What amazed me most about the Narita temple was that I stumbled upon a Buddhist ceremony. I stood at the entrance, peered inside the best I could, but the purposefully reflective glass left me only to listen to the chants and catch an occasional burst of flame from the ceremonial fire behind the alter. With respect I wished not to enter the temple to make it a tourist event; I am not much of a practicing Buddhist (yet) and preferred to instead listen briefly and move on. As I walked away from the doorway I came across the above photo, a monk who rang the bell to signify the end of the ceremony. I was taken aback by the richness of color of what he wore, juxstaposed with his paper face mask. He stood so silently and still until just the right moment.
If you are privy to written Japanese, you can purchase a fortune paper, make your wish, then tie it up on railings like these. If it had been almost any other language I happily would have made the purchase. Kanji, however, is lost on me. There does exist a “tour” in Tokyo that teaches the art of kanji. On my next trip, to be sure, I will visit that.
In my short time galavanting around the city I fell happily into every tourist trap I could find. Off the same Asakusa line as the Senso-ji temple, you can find touristy things galore. I attempted the Sky Tree, which stands at 2,080′. It acts as a broadcasting tower, but is most commonly known for its view of the entire city. On the particular day I attempted to visit it, high winds after the snowstorm prevented it from opening. Instead, I took a Tokyo Bay tour. Initially, I purchased a round trip ticket, fearing I wouldn’t find my way back otherwise. However, I recommend that if you do it, only go one way. It’s a fun alternative to the subway, and a better tour than a bus, but there are much better things to see in the city.
For example, toilets. The hotel bathrooms (a common example is above) are small, but toilets are a fascinating experience.

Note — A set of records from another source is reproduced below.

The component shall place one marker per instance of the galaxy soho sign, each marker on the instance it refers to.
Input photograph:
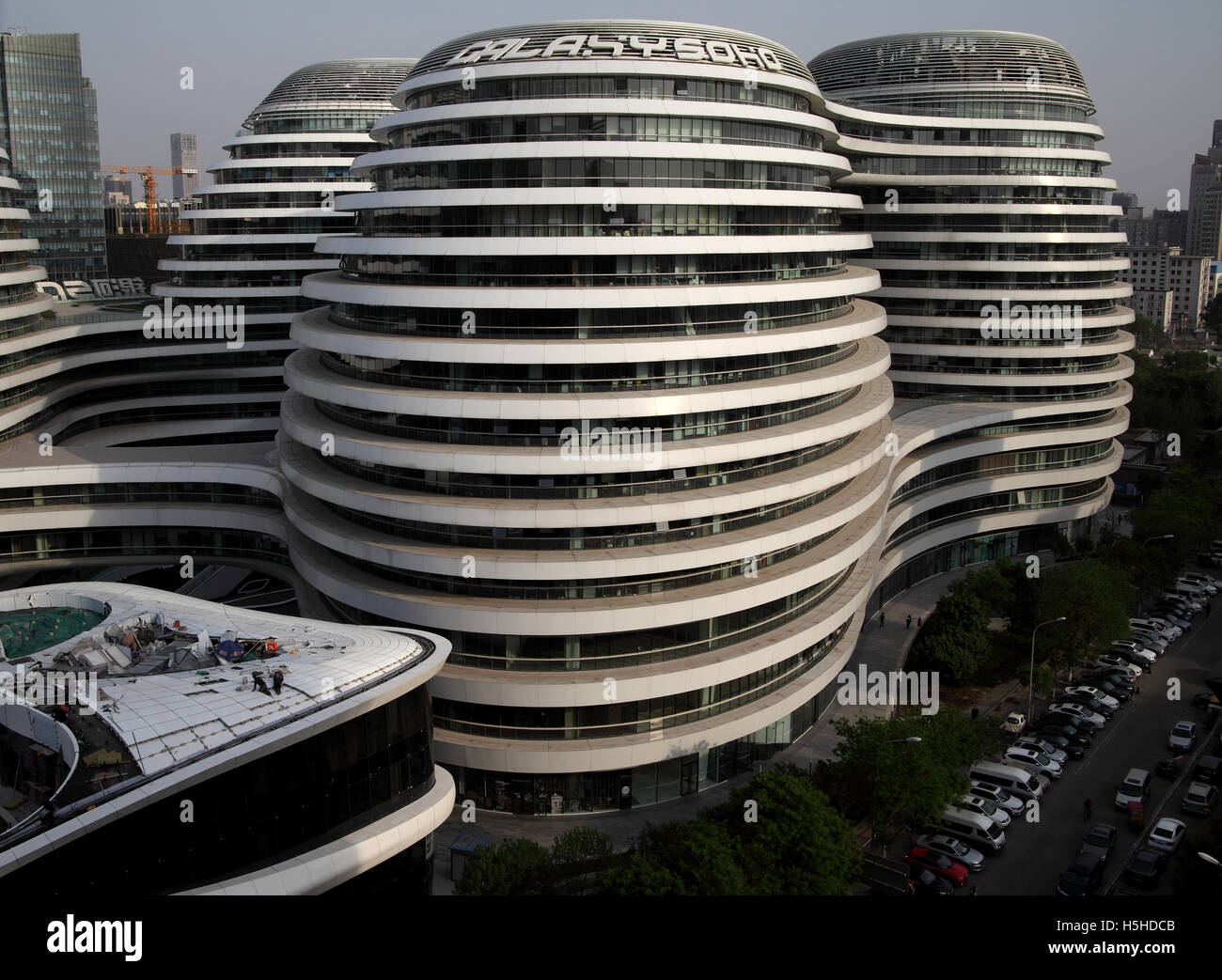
(621, 45)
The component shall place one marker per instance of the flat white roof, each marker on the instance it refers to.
(165, 719)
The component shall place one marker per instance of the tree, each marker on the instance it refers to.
(579, 857)
(1148, 333)
(954, 642)
(897, 785)
(1094, 598)
(514, 866)
(684, 857)
(797, 843)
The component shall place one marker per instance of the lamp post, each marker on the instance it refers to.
(1030, 679)
(1148, 540)
(911, 739)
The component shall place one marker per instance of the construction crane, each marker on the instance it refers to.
(146, 175)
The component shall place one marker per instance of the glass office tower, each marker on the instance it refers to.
(49, 124)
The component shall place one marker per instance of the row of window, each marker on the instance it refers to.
(606, 86)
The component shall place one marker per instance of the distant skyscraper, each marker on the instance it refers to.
(49, 122)
(117, 186)
(183, 153)
(1204, 211)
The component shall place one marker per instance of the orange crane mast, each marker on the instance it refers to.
(146, 175)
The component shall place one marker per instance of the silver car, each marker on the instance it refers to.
(1183, 736)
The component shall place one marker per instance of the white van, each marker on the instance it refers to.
(1162, 630)
(1186, 595)
(973, 829)
(1010, 779)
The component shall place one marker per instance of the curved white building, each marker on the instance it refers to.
(597, 401)
(984, 194)
(321, 780)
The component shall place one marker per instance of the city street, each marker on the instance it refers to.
(1035, 854)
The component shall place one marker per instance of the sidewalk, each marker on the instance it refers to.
(878, 647)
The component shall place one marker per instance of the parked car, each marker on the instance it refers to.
(927, 882)
(1112, 686)
(1100, 840)
(940, 864)
(1166, 632)
(1167, 833)
(1003, 798)
(985, 808)
(1201, 582)
(1183, 736)
(952, 848)
(1094, 699)
(1083, 877)
(1078, 711)
(1150, 641)
(1183, 595)
(1038, 744)
(1198, 798)
(1135, 788)
(1120, 663)
(1080, 737)
(1038, 759)
(1131, 651)
(1112, 679)
(1174, 611)
(1144, 868)
(1059, 742)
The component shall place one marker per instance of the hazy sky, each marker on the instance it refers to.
(1153, 69)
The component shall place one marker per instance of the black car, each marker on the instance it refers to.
(1088, 700)
(1083, 877)
(1072, 732)
(927, 882)
(1107, 683)
(1058, 718)
(1071, 748)
(1100, 841)
(1113, 681)
(1145, 866)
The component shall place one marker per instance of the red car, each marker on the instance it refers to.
(940, 864)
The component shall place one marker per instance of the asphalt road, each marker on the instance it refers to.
(1037, 853)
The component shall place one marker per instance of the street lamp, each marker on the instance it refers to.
(1030, 679)
(911, 739)
(1141, 588)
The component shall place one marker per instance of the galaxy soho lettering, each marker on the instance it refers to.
(631, 45)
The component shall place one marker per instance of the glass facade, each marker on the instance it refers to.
(261, 813)
(49, 124)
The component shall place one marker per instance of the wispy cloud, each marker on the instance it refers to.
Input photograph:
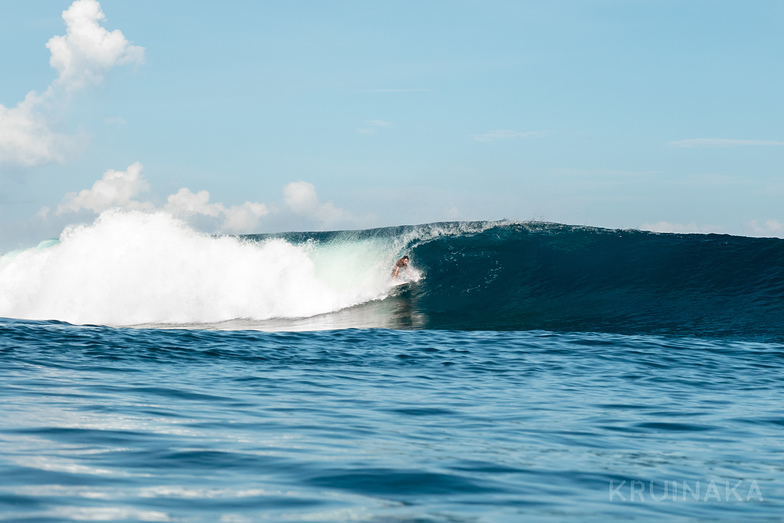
(82, 56)
(505, 134)
(721, 142)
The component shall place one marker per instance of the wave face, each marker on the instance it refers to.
(557, 277)
(150, 269)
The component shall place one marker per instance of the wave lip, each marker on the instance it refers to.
(151, 270)
(132, 268)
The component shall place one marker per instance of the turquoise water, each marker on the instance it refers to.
(530, 373)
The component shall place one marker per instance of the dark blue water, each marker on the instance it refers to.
(535, 373)
(383, 425)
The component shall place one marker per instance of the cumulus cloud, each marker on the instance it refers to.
(87, 50)
(236, 218)
(124, 189)
(82, 56)
(688, 228)
(505, 134)
(721, 142)
(769, 228)
(114, 189)
(26, 137)
(301, 198)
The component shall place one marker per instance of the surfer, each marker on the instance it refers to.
(402, 263)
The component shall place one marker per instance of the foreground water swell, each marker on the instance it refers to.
(378, 425)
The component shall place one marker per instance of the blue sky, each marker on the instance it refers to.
(268, 116)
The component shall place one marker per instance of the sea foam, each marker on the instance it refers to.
(131, 268)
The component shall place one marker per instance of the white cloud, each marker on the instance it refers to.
(688, 228)
(125, 190)
(26, 137)
(114, 189)
(237, 218)
(721, 142)
(302, 199)
(414, 90)
(770, 228)
(81, 57)
(87, 50)
(505, 134)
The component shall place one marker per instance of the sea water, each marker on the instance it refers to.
(524, 372)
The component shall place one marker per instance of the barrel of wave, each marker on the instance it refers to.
(130, 268)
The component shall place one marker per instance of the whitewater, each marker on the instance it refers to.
(521, 371)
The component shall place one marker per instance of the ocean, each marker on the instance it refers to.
(519, 372)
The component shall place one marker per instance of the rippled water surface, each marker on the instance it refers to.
(379, 425)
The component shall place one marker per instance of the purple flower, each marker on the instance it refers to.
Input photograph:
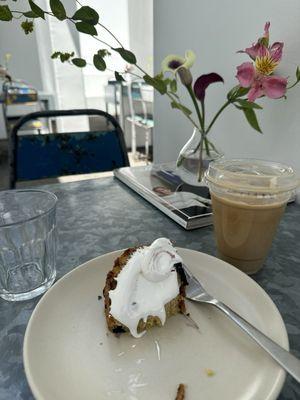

Tokyo toilets are clean, tidy, HEATED, and of course most feature a bidet option. For many Westerners, this is an odd experience, but believe it or not, it’s certainly part of the trip. The first Western toilet I used after (sadly at LAX) was a sobering reminder that we do not, in fact, have heated seats, pristine toilets, or washing options. Coming from a ski town, this is an investment I believe we all want.
Flipping through my guidebook now I see a zillion other things I need to return for. A week is hardly enough time, but if we take the approach of quality over quantity, and soak in the richness of each moment, that week will be immeasureably worthwhile.